Minimum value?

Assume WLOG that both $x$ and $y$ are positive ( It doesn't matter since in all of the below equations $x^2, y^2, |x|, |y|$ all change the sign to positive. This implies we want to minimize $x-y$ .

Now, this implies $log_4(x+2y)+log_4(x-2y) = log_4((x+2y)(x-2y)) = log_4(x^2-4y^2) = 1$

Therefore, $x^2-4y^2=4^1 = 4$

Transposition gives us $x^2 = 4y^2+4$ , $x = \sqrt{4y^2+4}$ . But, by the Cauchy-Schwarz Inequality,

$(\frac{1}{2}^2+\frac{\sqrt{3}}{4}^2)((2y)^2+(2)^2 )= (4y^2+4) \geq (y+\sqrt{3})^2$ .

Therefore $x = \sqrt{4y^2+4} \geq \sqrt{(y+ \sqrt{3})^2} = y+ \sqrt{3}$

So, $x \geq y+\sqrt{3}$ , or $x-y \geq \sqrt{3}$ . So, our minimum is $\sqrt{3}$ . Our required answer is then $\lceil \sqrt{3} \rceil = \boxed{2}$ ,

Since $1<3<4$ and taking square roots of both sides gives us $1 < \sqrt{3} <2$ .

I'm going to take a calculus approach with LaGrange Multipliers.
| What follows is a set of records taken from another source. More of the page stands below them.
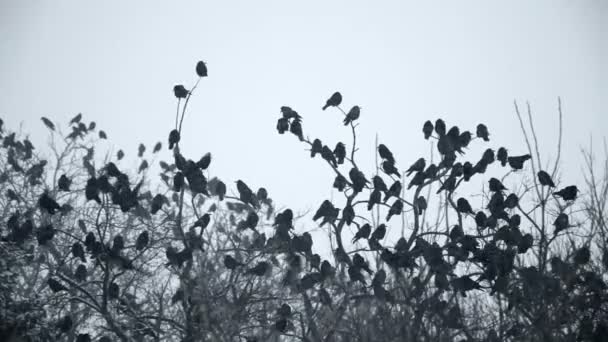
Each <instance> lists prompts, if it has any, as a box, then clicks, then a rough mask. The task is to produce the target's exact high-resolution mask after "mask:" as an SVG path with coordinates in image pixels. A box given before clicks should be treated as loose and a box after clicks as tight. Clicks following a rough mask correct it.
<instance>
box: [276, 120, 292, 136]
mask: <svg viewBox="0 0 608 342" xmlns="http://www.w3.org/2000/svg"><path fill="white" fill-rule="evenodd" d="M288 130H289V120H287V119H285V118H279V120H277V131H278V132H279V134H283V133H285V132H287V131H288Z"/></svg>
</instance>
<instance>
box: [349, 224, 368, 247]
mask: <svg viewBox="0 0 608 342" xmlns="http://www.w3.org/2000/svg"><path fill="white" fill-rule="evenodd" d="M371 232H372V227H371V226H370V225H369V224H368V223H366V224H364V225H363V226H361V228H359V230H358V231H357V233H356V234H355V236H354V237H353V243H355V242H357V241H359V240H360V239H367V238H369V234H370V233H371Z"/></svg>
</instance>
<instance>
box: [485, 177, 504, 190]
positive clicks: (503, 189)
mask: <svg viewBox="0 0 608 342" xmlns="http://www.w3.org/2000/svg"><path fill="white" fill-rule="evenodd" d="M488 183H489V184H490V191H493V192H497V191H502V190H507V188H505V186H504V185H502V183H501V182H500V181H499V180H498V179H496V178H494V177H492V178H490V180H489V181H488Z"/></svg>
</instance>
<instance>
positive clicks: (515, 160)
mask: <svg viewBox="0 0 608 342" xmlns="http://www.w3.org/2000/svg"><path fill="white" fill-rule="evenodd" d="M531 158H532V157H531V156H530V155H529V154H525V155H523V156H516V157H508V158H507V162H508V163H509V166H511V168H512V169H513V170H521V169H523V168H524V163H525V162H526V161H527V160H528V159H531Z"/></svg>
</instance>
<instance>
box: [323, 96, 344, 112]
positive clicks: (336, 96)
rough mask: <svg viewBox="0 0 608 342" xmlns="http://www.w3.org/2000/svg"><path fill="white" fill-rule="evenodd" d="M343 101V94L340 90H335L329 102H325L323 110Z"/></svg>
mask: <svg viewBox="0 0 608 342" xmlns="http://www.w3.org/2000/svg"><path fill="white" fill-rule="evenodd" d="M340 103H342V94H340V93H339V92H335V93H333V94H332V95H331V97H330V98H329V99H327V102H325V106H323V108H322V109H323V110H326V109H327V107H337V106H339V105H340Z"/></svg>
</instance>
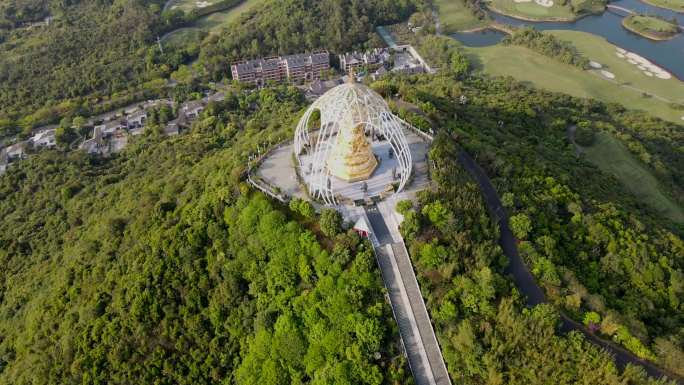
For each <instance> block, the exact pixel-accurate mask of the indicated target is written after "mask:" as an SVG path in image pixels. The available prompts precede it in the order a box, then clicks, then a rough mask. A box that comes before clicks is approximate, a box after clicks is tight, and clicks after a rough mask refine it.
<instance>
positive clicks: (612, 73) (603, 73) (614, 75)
mask: <svg viewBox="0 0 684 385" xmlns="http://www.w3.org/2000/svg"><path fill="white" fill-rule="evenodd" d="M601 75H603V77H604V78H606V79H615V74H614V73H612V72H608V71H606V70H601Z"/></svg>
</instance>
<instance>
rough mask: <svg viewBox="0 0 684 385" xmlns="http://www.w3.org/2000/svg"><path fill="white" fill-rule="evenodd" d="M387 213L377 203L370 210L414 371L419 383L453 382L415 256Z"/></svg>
mask: <svg viewBox="0 0 684 385" xmlns="http://www.w3.org/2000/svg"><path fill="white" fill-rule="evenodd" d="M383 215H388V213H387V212H386V211H383V212H381V210H379V209H378V207H377V206H371V207H370V208H368V209H367V210H366V216H367V217H368V221H369V222H370V226H371V227H372V230H371V231H372V234H373V235H372V238H374V239H373V246H374V248H375V255H376V257H377V260H378V265H379V266H380V271H381V273H382V279H383V281H384V283H385V287H386V288H387V292H388V296H389V300H390V303H391V305H392V311H393V312H394V318H395V319H396V320H397V324H398V325H399V334H400V335H401V340H402V342H403V345H404V349H405V351H406V356H407V358H408V362H409V366H410V367H411V372H412V373H413V377H414V379H415V382H416V384H417V385H451V380H450V379H449V374H448V373H447V370H446V365H445V364H444V359H443V358H442V351H441V350H440V348H439V344H438V343H437V338H436V337H435V332H434V330H433V328H432V323H431V322H430V317H429V316H428V312H427V309H426V308H425V302H424V301H423V297H422V295H421V293H420V287H419V286H418V281H417V280H416V275H415V273H414V271H413V266H412V265H411V259H410V258H409V255H408V252H407V251H406V247H405V245H404V242H403V240H401V238H400V237H399V239H398V240H397V239H396V238H397V237H396V236H393V235H392V232H391V231H390V229H389V228H388V225H387V222H386V221H385V218H383ZM388 222H390V223H394V222H393V221H388ZM394 230H395V234H396V229H394Z"/></svg>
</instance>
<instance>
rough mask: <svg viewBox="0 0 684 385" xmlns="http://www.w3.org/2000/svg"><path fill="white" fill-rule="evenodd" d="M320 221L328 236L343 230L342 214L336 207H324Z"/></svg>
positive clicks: (337, 232) (333, 234)
mask: <svg viewBox="0 0 684 385" xmlns="http://www.w3.org/2000/svg"><path fill="white" fill-rule="evenodd" d="M319 222H320V225H321V231H322V232H323V234H325V235H326V236H327V237H333V236H335V235H337V234H338V233H339V232H340V231H341V230H342V215H340V213H339V212H338V211H337V210H335V209H323V211H322V212H321V219H320V221H319Z"/></svg>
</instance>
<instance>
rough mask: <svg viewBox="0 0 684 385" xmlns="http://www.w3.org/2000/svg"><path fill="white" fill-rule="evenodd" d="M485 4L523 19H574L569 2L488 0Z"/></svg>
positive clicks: (493, 8) (508, 13) (538, 19)
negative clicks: (488, 0)
mask: <svg viewBox="0 0 684 385" xmlns="http://www.w3.org/2000/svg"><path fill="white" fill-rule="evenodd" d="M487 6H488V7H489V8H490V9H491V10H493V11H495V12H498V13H501V14H504V15H507V16H511V17H515V18H519V19H523V20H567V21H570V20H575V19H576V18H577V15H576V14H575V13H574V12H573V11H572V7H570V4H569V2H566V4H565V5H561V2H560V1H553V0H489V1H487Z"/></svg>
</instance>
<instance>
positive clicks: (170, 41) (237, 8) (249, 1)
mask: <svg viewBox="0 0 684 385" xmlns="http://www.w3.org/2000/svg"><path fill="white" fill-rule="evenodd" d="M179 1H185V2H188V0H179ZM263 2H264V0H245V1H243V2H241V3H240V4H238V5H237V6H235V7H233V8H231V9H229V10H226V11H220V12H214V13H212V14H210V15H207V16H203V17H201V18H199V19H197V20H196V21H195V22H194V23H193V24H192V26H191V27H184V28H180V29H177V30H174V31H172V32H171V33H168V34H166V35H164V37H163V38H162V41H163V42H164V44H167V45H170V46H183V45H186V44H189V43H199V42H201V39H202V38H203V37H204V34H205V33H207V32H208V33H212V34H213V33H218V32H219V31H220V30H221V28H223V27H225V26H227V25H228V24H230V23H232V22H233V21H235V20H236V19H237V18H238V17H239V16H240V15H242V14H243V13H245V12H247V11H249V10H251V9H253V8H255V7H256V6H258V5H260V4H261V3H263Z"/></svg>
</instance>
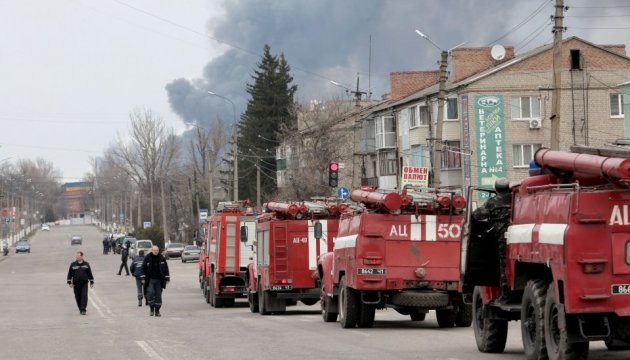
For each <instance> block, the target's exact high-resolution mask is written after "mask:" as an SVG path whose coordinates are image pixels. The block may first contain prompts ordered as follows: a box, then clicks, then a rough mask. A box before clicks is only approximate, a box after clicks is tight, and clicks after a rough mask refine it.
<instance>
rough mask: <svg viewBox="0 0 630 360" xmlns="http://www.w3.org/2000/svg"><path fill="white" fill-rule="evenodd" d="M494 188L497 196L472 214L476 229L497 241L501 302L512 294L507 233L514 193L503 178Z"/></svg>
mask: <svg viewBox="0 0 630 360" xmlns="http://www.w3.org/2000/svg"><path fill="white" fill-rule="evenodd" d="M494 188H495V190H496V196H494V197H492V198H490V199H488V201H486V202H485V203H484V204H483V205H482V206H480V207H478V208H477V209H476V210H475V211H474V212H473V213H472V220H473V222H474V223H475V224H474V225H475V227H476V228H479V229H483V233H484V234H485V236H487V237H491V238H494V239H496V241H497V244H498V252H499V272H500V274H499V285H500V286H501V298H500V299H499V301H502V300H504V299H507V298H508V297H509V293H510V287H509V286H508V283H507V273H506V268H507V266H506V264H507V251H506V250H507V239H506V238H505V232H506V231H507V228H508V226H509V222H510V221H509V220H510V207H511V204H512V193H511V191H510V182H509V181H508V180H507V179H505V178H501V179H498V180H497V181H496V182H495V184H494Z"/></svg>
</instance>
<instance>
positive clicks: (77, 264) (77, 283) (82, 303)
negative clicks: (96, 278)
mask: <svg viewBox="0 0 630 360" xmlns="http://www.w3.org/2000/svg"><path fill="white" fill-rule="evenodd" d="M75 258H76V260H75V261H73V262H72V263H71V264H70V269H68V286H70V287H71V288H74V298H75V300H76V301H77V306H78V307H79V312H80V313H81V315H85V313H86V307H87V283H88V281H89V282H90V287H91V288H93V287H94V276H92V268H91V267H90V264H89V263H88V262H87V261H84V260H83V251H77V253H76V255H75Z"/></svg>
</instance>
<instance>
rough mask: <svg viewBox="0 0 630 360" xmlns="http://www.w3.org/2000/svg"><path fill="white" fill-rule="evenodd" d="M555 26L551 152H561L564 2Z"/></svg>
mask: <svg viewBox="0 0 630 360" xmlns="http://www.w3.org/2000/svg"><path fill="white" fill-rule="evenodd" d="M555 7H556V14H555V16H554V25H553V95H552V97H551V118H550V120H551V144H550V145H551V150H560V109H561V106H560V104H561V101H560V96H561V89H562V81H561V80H562V78H561V74H562V32H563V31H564V26H563V20H564V15H563V13H564V0H556V5H555Z"/></svg>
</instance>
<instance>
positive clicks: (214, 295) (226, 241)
mask: <svg viewBox="0 0 630 360" xmlns="http://www.w3.org/2000/svg"><path fill="white" fill-rule="evenodd" d="M205 227H206V230H205V232H206V240H205V243H206V245H205V248H204V251H205V255H204V256H203V258H205V269H204V271H203V272H204V273H205V279H204V281H202V288H203V292H204V296H205V298H206V302H207V303H209V304H210V305H212V306H214V307H223V306H227V307H232V306H234V301H235V299H236V298H242V297H245V296H246V295H247V287H246V279H247V275H246V274H247V264H248V263H249V261H250V259H251V258H252V256H253V250H252V247H253V245H254V240H255V230H256V218H255V217H254V216H253V211H252V210H251V208H247V204H243V203H242V202H220V203H219V205H218V206H217V213H216V214H214V215H212V216H210V217H208V219H207V222H206V225H205Z"/></svg>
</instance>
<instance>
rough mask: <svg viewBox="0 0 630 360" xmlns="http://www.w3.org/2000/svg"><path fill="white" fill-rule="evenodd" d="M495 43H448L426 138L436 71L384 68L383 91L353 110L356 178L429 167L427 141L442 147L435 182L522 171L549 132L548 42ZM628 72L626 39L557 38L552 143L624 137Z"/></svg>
mask: <svg viewBox="0 0 630 360" xmlns="http://www.w3.org/2000/svg"><path fill="white" fill-rule="evenodd" d="M502 50H503V51H501V52H500V53H499V55H500V56H497V54H496V53H495V54H494V57H493V54H492V53H491V49H490V48H459V49H455V50H453V52H452V70H451V76H450V79H449V81H448V82H447V85H446V89H447V99H446V104H445V111H444V118H443V122H442V126H443V127H442V139H438V141H437V142H435V144H438V145H437V146H435V147H433V146H432V145H433V144H434V142H433V141H432V139H433V138H434V137H435V133H436V132H435V127H436V125H437V121H436V118H437V110H438V109H437V94H438V84H437V81H438V78H437V75H436V73H435V72H414V73H394V74H392V76H391V83H392V84H391V87H392V92H391V96H390V99H388V100H386V101H383V102H382V103H380V104H378V105H375V106H373V107H372V108H371V109H369V111H363V112H362V116H361V119H360V122H361V141H360V142H359V143H358V144H357V149H358V150H357V152H356V153H357V154H359V156H360V158H361V160H360V161H361V164H362V165H364V166H363V168H362V171H361V179H362V182H363V183H369V184H372V185H377V186H378V187H380V188H386V189H387V188H389V189H393V188H397V187H398V186H399V184H400V175H401V169H402V167H403V166H416V167H422V166H427V167H432V164H431V155H432V152H433V151H436V150H437V151H441V153H442V156H441V159H442V160H441V168H442V170H441V172H440V175H441V176H440V178H441V186H465V185H469V184H473V185H487V186H491V185H492V184H493V183H494V180H495V179H496V178H498V177H507V178H508V179H510V180H518V179H520V178H522V177H524V176H526V175H527V169H528V164H529V161H530V160H531V159H532V158H533V154H534V152H535V150H536V149H538V148H540V147H542V146H549V145H550V142H551V141H550V137H551V127H550V125H551V119H550V116H551V97H552V91H553V88H552V87H553V85H552V84H553V81H552V76H553V71H552V52H553V47H552V46H551V45H546V46H542V47H539V48H536V49H534V50H532V51H529V52H527V53H524V54H522V55H518V56H515V54H514V51H513V49H512V48H505V49H502ZM628 80H630V58H628V57H627V56H626V54H625V45H595V44H592V43H590V42H588V41H585V40H583V39H580V38H576V37H571V38H568V39H566V40H564V41H563V44H562V84H561V95H560V96H561V111H560V135H559V136H560V139H559V140H560V149H563V150H566V149H568V148H569V147H570V146H571V145H590V146H601V145H604V144H607V143H611V142H613V141H615V140H617V139H619V138H623V137H624V118H623V114H624V111H623V105H622V104H623V93H622V91H621V90H620V87H619V84H620V83H623V82H627V81H628ZM414 86H416V88H415V89H416V90H415V91H411V90H412V89H413V87H414ZM355 162H356V161H355ZM355 166H356V164H355ZM353 185H354V186H358V185H359V183H358V182H355V183H354V184H353Z"/></svg>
Let $f(x,y) = |x| - |y|$ and $g(x,y) = x^2 - 4y^2 = 4$ . Taking $grad(f) = \lambda \cdot grad(g)$ yields:

$\frac{x}{|x|} = \lambda (2x);$

$-\frac{y}{|y|} = \lambda (-8y);$

or $|x| = 4|y|.$ Substituting this value into $g(x,y)$ produces $16y^2 - 4y^2 = 4 \Rightarrow y^2 = \frac{1}{3} \Rightarrow |y| = \frac{1}{\sqrt{3}}.$ So we have the critical ordered-pair $(x,y) = (\frac{4}{\sqrt{3}}, \frac{1}{\sqrt{3}}),$ which $f(\frac{4}{\sqrt{3}},\frac{1}{\sqrt{3}}) = \sqrt{3}$ and the ceiling of which equals 2.